Iglecias: semana boa ou semana ruim?

A seguir, mais uma colaboração do professor Wagner Iglecias para o Entrelinhas. Como sempre, direto ao ponto.

Semaninha dificil para nossos principais políticos a que passou, não?

Tudo caminhava bem para o Planalto, com Lula recebendo o titulo de estadista do ano na Europa, Dilma subindo nas pesquisas e manchetes elogiosas ao Brasil aparecendo na imprensa internacional. Mas eis que veio o apagão, nos lembrando que nem tudo entre nós funciona na base do "nunca antes na História deste país".

Ato contínuo, a oposição vislumbrou a oportunidade de desgastar o governo, jogando-o na vala
comum dos apagões do passado, e, mais do que isto, carimbar em Dilma Roussef, responsável pela área das Minas e Energia no primeiro mandato de Lula, a pecha de má gestora. Mas eis que o "sobrenatural de Almeida" parece ter entrado em cena e a vingança dos governistas veio
a cavalo, ainda que involuntária, obviamente. Em plena sexta-feira 13 cairam as pesadíssimas vigas das obras do trecho sul do rodoanel, menina dos olhos das obras que o governador e candidato a presidente José Serra provavelmente exibirá no horário eleitoral da campanha do
ano que vem.

Como diz o outro, "yo no creo en las brujas, pero...".

Superstições a parte, Lula saiu-se com algo como "se Deus quiser isso (o apagão) não vai acontecer novamente", enquanto Serra mandou algo na linha do "pelo menos ninguém morreu", sobre o impressionante acidente no rodoanel.

O cidadão, atônito, vê os dois principais governantes do país demonstrarem a fragilidade do discurso da eficiência diante de dois fatos tão espetaculosos.
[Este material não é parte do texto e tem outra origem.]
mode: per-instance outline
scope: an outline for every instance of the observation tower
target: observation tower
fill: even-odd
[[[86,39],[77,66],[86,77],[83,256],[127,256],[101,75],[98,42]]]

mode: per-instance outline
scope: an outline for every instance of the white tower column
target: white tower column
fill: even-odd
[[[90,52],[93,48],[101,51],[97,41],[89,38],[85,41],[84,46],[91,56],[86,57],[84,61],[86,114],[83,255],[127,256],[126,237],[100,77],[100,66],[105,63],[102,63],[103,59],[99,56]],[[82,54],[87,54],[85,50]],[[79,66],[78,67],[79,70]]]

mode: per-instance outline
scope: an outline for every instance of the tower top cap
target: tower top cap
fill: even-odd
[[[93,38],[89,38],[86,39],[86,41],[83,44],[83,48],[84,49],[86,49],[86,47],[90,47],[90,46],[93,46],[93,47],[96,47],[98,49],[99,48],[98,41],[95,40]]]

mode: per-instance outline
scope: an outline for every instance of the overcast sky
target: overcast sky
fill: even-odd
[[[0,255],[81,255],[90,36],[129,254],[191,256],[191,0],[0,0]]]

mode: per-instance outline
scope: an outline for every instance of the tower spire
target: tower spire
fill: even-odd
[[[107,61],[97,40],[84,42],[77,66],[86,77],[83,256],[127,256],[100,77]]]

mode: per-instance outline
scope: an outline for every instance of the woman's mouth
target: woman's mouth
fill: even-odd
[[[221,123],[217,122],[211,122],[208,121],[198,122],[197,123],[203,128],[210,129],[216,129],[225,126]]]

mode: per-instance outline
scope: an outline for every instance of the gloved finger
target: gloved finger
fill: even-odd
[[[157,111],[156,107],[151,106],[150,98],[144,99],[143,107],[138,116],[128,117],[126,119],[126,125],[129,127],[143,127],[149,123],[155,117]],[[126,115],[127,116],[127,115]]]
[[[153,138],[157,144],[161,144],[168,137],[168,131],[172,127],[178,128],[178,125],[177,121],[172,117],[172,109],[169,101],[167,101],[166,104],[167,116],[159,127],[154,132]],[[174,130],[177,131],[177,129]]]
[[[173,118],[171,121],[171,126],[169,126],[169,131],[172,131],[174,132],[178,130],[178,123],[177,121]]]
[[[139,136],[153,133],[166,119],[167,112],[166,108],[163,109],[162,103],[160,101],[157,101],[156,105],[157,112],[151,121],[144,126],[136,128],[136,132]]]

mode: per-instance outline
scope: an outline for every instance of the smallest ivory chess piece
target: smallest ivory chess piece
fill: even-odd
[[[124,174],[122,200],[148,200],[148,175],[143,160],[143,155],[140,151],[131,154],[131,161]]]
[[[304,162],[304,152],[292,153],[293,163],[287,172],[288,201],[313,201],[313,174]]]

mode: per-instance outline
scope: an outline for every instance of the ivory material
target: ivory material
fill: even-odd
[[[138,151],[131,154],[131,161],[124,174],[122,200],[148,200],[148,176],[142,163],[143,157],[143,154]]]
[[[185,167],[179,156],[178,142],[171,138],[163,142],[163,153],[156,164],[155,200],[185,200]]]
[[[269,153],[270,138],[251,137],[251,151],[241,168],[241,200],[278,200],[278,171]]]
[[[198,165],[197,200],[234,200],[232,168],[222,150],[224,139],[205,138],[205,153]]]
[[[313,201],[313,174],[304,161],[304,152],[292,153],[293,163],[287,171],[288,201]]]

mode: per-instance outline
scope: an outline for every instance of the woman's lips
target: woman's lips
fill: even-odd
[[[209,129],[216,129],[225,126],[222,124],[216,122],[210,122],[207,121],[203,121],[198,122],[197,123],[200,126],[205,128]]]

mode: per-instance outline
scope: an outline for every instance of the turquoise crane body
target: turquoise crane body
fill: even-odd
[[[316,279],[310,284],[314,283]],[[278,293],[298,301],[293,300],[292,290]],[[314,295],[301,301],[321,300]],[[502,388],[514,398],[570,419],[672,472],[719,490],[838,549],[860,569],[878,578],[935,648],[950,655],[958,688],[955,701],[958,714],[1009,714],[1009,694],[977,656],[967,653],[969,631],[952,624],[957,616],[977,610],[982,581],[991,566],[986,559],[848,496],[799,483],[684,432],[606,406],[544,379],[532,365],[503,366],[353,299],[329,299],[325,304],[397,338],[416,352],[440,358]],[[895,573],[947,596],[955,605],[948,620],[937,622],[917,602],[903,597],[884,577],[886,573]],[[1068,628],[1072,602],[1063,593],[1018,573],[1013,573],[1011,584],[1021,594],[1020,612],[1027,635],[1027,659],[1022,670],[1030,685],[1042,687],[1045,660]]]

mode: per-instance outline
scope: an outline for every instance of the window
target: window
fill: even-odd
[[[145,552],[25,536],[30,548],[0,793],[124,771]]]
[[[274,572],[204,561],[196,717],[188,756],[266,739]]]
Quem sabe, melhor assim. Quando Lula e Dilma chamarem para si um cabedal de sucessos na campanha de 2010 não faltará quem lembre a sociedade que naquelanoite de terça-feira boa parte do país ficou às escuras, à mercê do
acaso.

Quando Serra e os demo-tucanos perfilarem para o eleitor suas qualidades de gestores responsáveis e competentes não faltará quem recorde o eleitor que já não foi a primeira vez que uma obra pública em SP apresentou falha inacreditável. A semana passada foi boa, afinal, de fato, ninguém morreu. E nossos homens públicos se mostraram, ainda que a contragosto, bem menos perfeitos do que pensam.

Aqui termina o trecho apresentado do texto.